20 dragonsloyaltyaward Dragon Loyalty Award & Martial Arts Month

 

 

Here are the rules:

  1. Display the Award on your Blog.
  2. Announce your win with a post and thank the Blogger who awarded you.
  3. Present 15 deserving Bloggers with the Award
  4. Link your awardees in the post and let them know of their being awarded.
  5. Write seven interesting things about you.

 

And the nominees are:

I know the rules said 15, but I added one more since I’ve decided to nominate my amazing Write On buddies. I’ve been horribly absent from the discussion on your Facebook page, but I do read the progress reports every now and then and marvel at your writing achievements. You are all amazing sources of inspiration and I hope I can be consistent and updating my writing accomplishments as well. I cannot find a better bunch of people, who are loyal to their writing dreams!

To you, wonderful writers and bloggy buddies, I bequeath the Dragon Loyalty Award.

  1. Theresa Milstein
  2. Lydia Kang
  3. Rachel Morgan
  4. Pk Hrezo
  5. Robyn Campbell
  6. Sharon Mayhew
  7. Ann Ormond Fennell
  8. Crystal Collier
  9. Lynn Kelley
  10. Nicole Zoltack
  11. Sheri Larsen
  12. Susan Oloier 
  13. Sigal Wilnai Tzoore
  14. Martina Boone
  15. Carole Lindstrom
  16. Jackee Alston

 

7 interesting things about me:

  1. I come from a family of “gifted” people.
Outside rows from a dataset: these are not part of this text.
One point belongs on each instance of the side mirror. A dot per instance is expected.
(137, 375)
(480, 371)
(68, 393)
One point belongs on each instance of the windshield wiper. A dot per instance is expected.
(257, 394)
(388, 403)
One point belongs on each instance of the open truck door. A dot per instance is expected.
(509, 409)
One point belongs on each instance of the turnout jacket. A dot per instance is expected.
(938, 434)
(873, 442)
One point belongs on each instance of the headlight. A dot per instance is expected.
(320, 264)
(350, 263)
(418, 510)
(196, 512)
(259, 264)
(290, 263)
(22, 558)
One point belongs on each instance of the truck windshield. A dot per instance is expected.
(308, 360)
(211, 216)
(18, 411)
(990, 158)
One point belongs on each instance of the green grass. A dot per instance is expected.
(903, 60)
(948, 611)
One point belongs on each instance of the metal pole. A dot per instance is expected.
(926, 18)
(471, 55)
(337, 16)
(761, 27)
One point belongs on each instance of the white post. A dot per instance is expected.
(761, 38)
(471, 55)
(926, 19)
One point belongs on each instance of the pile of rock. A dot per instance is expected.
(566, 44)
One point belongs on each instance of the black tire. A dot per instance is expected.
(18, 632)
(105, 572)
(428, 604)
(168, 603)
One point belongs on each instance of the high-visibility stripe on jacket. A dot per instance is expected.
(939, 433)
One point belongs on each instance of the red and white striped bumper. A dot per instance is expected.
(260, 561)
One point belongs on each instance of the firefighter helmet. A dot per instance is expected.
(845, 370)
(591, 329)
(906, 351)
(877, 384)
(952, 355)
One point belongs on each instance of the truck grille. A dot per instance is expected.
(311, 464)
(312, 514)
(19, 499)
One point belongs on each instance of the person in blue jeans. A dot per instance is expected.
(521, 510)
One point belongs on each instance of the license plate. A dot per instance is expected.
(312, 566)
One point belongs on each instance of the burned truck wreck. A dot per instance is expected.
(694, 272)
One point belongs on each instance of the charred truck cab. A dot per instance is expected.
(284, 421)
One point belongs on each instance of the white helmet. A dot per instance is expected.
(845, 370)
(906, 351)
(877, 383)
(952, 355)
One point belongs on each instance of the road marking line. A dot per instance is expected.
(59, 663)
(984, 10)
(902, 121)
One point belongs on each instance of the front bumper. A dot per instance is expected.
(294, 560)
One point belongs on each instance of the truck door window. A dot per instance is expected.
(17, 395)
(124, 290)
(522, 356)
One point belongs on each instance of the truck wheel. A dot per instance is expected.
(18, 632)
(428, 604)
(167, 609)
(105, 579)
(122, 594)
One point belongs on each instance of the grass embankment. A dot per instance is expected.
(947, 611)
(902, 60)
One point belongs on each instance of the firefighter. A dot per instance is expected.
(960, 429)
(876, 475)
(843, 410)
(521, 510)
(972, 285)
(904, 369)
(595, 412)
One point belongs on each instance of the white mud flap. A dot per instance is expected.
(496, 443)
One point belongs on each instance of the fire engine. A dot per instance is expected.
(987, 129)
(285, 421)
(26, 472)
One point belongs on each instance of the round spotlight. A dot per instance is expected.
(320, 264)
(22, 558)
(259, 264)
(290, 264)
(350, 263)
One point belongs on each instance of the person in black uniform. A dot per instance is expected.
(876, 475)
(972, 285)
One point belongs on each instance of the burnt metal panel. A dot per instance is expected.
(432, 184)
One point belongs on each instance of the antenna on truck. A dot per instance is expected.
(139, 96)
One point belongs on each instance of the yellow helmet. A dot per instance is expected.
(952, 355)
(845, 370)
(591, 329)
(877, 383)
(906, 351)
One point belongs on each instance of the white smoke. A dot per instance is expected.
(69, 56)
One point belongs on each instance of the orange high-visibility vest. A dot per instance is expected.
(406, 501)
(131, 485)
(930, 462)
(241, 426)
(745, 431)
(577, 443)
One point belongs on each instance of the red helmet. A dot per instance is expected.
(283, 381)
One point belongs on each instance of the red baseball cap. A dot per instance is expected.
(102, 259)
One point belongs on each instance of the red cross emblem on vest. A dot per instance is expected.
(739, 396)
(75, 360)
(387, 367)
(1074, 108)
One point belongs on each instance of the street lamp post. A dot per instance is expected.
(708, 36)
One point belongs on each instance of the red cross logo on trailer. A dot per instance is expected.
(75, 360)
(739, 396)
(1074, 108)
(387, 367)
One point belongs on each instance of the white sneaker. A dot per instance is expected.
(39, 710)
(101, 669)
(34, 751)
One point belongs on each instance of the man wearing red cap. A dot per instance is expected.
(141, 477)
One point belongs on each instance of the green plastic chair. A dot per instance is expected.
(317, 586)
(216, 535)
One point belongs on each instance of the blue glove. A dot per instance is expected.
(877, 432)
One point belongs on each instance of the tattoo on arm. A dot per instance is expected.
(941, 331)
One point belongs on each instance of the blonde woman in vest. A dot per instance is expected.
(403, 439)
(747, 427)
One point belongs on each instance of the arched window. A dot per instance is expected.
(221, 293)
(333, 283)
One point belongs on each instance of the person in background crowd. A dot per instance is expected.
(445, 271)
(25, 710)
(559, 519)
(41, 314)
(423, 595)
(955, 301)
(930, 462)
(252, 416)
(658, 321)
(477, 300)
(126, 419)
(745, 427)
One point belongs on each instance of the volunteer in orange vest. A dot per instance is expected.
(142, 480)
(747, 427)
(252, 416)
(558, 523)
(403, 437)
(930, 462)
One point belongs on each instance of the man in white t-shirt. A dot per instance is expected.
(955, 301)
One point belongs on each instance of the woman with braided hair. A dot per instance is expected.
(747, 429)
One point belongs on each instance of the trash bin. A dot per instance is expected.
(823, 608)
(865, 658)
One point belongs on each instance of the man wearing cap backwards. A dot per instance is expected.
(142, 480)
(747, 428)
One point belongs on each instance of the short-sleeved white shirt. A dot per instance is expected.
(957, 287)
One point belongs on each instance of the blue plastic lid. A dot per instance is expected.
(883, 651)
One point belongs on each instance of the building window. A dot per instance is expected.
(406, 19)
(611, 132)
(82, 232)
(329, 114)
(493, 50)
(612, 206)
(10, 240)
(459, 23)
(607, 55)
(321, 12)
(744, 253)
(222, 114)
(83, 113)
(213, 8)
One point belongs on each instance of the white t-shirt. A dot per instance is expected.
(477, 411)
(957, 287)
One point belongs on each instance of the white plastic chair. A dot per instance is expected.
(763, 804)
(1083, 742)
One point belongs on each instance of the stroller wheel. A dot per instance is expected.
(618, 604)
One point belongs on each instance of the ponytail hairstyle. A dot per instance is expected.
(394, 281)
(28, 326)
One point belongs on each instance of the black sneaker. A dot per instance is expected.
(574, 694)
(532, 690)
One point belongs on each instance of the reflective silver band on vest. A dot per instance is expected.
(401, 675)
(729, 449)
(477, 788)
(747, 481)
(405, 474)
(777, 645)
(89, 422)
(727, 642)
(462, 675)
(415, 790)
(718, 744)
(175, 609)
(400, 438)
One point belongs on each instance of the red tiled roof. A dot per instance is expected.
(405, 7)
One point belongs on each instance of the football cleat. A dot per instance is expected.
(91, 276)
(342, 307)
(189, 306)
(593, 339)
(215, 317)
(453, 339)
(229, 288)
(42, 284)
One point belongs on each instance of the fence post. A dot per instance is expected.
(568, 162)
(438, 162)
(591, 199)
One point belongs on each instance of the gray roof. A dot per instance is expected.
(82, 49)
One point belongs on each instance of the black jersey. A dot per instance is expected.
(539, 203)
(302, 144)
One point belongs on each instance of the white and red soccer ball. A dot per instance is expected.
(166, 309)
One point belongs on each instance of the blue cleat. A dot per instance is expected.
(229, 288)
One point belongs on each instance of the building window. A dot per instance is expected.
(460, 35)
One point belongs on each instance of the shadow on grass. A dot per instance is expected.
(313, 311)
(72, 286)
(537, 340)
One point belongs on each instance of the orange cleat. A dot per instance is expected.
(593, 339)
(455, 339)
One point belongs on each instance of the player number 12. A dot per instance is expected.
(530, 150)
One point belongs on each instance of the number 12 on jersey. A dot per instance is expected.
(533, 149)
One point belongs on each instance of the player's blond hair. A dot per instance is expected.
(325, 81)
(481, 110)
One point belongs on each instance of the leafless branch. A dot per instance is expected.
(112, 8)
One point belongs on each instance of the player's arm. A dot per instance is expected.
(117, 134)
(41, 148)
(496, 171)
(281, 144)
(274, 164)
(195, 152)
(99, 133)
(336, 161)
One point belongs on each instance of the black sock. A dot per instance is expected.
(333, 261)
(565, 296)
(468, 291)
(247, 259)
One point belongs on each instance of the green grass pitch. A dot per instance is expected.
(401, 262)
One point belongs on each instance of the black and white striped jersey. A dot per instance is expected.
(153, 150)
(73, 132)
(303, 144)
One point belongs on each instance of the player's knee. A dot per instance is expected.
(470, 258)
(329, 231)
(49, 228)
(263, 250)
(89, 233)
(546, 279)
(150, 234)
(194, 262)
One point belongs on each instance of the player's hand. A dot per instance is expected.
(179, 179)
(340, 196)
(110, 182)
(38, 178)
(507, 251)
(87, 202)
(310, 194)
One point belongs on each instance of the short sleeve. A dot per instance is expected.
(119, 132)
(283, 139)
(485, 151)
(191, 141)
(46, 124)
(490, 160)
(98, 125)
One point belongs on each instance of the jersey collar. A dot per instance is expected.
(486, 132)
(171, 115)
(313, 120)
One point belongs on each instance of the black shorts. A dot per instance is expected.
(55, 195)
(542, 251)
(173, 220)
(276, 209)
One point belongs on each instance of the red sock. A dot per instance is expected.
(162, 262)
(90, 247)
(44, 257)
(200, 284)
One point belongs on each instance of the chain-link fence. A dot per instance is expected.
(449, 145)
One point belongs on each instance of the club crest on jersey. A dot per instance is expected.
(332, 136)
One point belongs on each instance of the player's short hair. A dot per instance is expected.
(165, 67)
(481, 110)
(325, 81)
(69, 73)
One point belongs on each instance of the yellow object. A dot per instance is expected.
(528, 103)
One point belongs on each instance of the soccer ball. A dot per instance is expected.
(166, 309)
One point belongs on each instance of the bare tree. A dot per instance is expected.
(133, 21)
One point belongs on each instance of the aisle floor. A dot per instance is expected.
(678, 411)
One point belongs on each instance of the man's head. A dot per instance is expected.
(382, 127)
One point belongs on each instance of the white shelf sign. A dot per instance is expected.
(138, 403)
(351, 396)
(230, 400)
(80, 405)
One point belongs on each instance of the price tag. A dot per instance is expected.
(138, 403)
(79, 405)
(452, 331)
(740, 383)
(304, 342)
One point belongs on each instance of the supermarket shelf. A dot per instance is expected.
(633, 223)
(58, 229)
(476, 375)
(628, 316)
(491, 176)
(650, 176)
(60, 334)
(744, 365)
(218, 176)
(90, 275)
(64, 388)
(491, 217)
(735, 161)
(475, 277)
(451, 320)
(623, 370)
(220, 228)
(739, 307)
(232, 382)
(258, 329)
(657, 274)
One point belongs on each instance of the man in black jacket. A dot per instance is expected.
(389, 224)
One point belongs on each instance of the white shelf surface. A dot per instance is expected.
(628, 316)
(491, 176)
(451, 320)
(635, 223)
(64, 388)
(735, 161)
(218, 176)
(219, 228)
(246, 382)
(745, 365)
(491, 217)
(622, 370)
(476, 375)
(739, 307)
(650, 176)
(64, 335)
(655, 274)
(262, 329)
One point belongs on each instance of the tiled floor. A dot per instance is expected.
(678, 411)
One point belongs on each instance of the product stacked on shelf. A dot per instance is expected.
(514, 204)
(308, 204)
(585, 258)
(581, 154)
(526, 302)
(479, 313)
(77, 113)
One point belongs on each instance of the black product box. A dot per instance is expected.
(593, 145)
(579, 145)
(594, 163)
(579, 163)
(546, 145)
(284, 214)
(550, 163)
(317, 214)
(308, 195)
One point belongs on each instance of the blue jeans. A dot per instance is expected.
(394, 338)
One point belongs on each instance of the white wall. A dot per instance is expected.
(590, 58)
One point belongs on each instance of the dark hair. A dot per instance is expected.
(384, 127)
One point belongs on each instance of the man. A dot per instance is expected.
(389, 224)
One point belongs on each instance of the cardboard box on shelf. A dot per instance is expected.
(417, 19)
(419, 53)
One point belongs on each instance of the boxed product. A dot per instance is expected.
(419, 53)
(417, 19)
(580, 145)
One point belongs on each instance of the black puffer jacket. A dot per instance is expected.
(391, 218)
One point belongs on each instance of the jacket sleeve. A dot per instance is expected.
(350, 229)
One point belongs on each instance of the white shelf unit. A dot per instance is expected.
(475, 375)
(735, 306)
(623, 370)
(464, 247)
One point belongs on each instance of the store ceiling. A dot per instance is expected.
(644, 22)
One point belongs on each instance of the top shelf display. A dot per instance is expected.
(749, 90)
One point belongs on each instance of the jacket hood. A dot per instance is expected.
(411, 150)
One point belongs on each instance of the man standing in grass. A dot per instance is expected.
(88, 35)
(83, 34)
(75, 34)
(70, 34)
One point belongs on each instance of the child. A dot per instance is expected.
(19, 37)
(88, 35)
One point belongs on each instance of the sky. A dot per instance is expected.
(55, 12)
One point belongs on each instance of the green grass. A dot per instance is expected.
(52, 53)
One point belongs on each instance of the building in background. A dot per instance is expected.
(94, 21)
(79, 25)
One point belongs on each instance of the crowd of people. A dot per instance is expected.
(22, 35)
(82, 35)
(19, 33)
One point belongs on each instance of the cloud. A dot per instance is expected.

My eldest aunt could read the future through cards and she’s passed on the gift to her eldest daughter Zamm, who is currently a professional Tarot Card Reader. My second eldest aunt can read palms and interpret dreams. My mom, the 3rd sister, has very good intuition and can see spirits. Their 4th sister can talk to spirits (actually she often can’t distinguish between spirits and live people because they appear so clearly to her.) Their two brothers have what charisma so strong they can convince you to do anything. The youngest sibling in the family is a bit of a healer.
  2. Yep, you guessed it. I have a “gift” as well. I can actually read people’s personalities, even if I’ve just met them for the first time.
  3. I started learning martial arts 3 years ago as a way to inspire my writing, but I continued on because I fell in love with the sport. I currently hold a Brown 1 Belt in Escrima or Filipino Martial Arts, which means I have two more belts before I can finally test for a Black Belt.
  4. I can play the drums and the guitar. Not as well as I’d like, but enough to produce decent melodies every now and then.
  5. I do love sketching/drawing, and if I had the time, I would explore this interest more
  6. I love photography and hope to take formal lessons one day.
  7. I can bake some mean desserts. Back when I had the time, family members and friends would order boxes of cookies and pans of Filipino flan to give as Christmas presents.

 

Congrats to all you bloggy buddies for picking up the award! And no worries about participating if you’re busy. I just thought this award was the perfect opportunity to give you gals a token of appreciation. J

Well that was fun!

And a Dragon award is a great way to start of my Martial Arts Month!

 

Martial Arts Month

You might recall my post on Filipino Martial Arts last February.

In that post, I mentioned how it falls upon Filipino Martial Artists to promote the art. So in line with this realization, I’ve decided to make March my Martial Arts month.

This whole month, I’m going to write posts about the Filipino Martial Art in particular. You’ll learn a little history, some trivia and a maybe some good self-defense moves as well. I hope you can join me for my Martial Arts March Madness this month. Hiyaaaa!